Mikkelsen has been with the company for 30 years, starting in 1981 as an accounting supervisor. She was named Inland Power's general manager in 2000, with her title changing to CEO about a year later. During her tenure, the nonprofit co-op's annual net marginsthe equivalent of a for-profit company's net incomehave remained well above $3 million. It expects that figure to be above $5 million this year, Mikkelsen says.
Its revenues total about $60 million a year.
Last year, the co-op refunded $1.25 million in what are called capital credits to its members, which is the same amount it had refunded in five of the six prior years. Capital credits are sums returned to members in the form of checks out of any revenue surplus above what the cooperative needs to cover operating expenses and capital expenditures.
Mikkelsen says Inland Power is currently preparing to make that same $1.25 million refund this year.

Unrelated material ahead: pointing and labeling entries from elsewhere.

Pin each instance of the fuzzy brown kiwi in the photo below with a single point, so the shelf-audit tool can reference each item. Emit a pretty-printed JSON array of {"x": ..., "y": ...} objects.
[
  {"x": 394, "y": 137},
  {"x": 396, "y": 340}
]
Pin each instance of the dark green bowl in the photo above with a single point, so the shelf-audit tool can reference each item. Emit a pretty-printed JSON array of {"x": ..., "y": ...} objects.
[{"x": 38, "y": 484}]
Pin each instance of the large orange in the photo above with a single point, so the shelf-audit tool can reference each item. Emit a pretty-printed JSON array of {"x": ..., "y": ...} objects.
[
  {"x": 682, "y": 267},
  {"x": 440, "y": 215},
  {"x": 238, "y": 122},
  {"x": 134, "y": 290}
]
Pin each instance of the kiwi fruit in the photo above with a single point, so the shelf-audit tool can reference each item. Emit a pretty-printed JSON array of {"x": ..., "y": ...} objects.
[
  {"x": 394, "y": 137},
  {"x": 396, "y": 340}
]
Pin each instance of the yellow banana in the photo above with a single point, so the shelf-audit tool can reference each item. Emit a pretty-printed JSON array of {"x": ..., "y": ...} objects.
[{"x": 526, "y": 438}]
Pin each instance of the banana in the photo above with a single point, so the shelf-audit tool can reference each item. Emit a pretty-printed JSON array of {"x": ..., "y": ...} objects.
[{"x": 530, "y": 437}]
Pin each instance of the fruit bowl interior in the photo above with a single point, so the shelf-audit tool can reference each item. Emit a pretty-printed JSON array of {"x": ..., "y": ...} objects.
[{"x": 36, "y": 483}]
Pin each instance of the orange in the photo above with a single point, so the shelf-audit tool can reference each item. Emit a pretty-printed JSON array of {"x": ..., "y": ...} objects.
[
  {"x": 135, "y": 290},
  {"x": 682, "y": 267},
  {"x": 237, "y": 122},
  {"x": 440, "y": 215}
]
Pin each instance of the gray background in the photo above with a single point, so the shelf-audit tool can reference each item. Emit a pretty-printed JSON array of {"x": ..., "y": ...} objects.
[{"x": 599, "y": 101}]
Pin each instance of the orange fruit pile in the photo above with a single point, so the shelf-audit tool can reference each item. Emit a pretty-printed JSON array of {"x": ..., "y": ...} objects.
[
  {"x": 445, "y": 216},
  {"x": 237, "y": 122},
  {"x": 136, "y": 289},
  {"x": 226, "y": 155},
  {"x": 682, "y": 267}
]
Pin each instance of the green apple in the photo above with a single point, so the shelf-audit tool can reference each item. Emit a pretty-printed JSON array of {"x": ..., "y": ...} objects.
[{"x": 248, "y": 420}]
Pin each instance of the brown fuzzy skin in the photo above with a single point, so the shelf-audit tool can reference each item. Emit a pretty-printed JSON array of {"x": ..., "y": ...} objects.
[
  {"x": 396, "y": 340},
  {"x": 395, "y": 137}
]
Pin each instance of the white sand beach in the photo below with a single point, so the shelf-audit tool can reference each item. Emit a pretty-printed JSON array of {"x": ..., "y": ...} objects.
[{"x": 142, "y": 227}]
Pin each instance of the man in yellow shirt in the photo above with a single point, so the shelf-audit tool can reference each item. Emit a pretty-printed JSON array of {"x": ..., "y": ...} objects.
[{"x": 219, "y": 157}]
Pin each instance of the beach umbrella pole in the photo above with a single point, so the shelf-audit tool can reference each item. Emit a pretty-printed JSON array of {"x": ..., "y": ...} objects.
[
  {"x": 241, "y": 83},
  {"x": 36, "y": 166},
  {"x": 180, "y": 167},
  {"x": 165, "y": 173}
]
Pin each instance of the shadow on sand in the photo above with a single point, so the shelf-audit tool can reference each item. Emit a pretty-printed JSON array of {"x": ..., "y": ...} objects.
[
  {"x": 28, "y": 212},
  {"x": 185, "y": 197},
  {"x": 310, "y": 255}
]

Inland Power raised its rates 8.5 percent in spring 2010, mostly to pass along a 7 percent increase in the wholesale price the co-op pays the Bonneville Power Administration. The BPA had enacted the wholesale price increase in October 2009, its first in six years, but Inland Power opted to delay increasing its rates until six months later to minimize the impact on its members.
BPA again raised its wholesale price about 7 percent this past October, Mikkelsen says, but she adds that Inland Power also decided to wait until after winter before considering any rate increase.
"We'll have another modest increase in 2012, most likely," she says.
As far as Mikkelsen's plans after retiring, she says she doesn't have a definite track set.
"I don't have it figured out yet," she says. "I'm looking forward to spending more time with family and friends."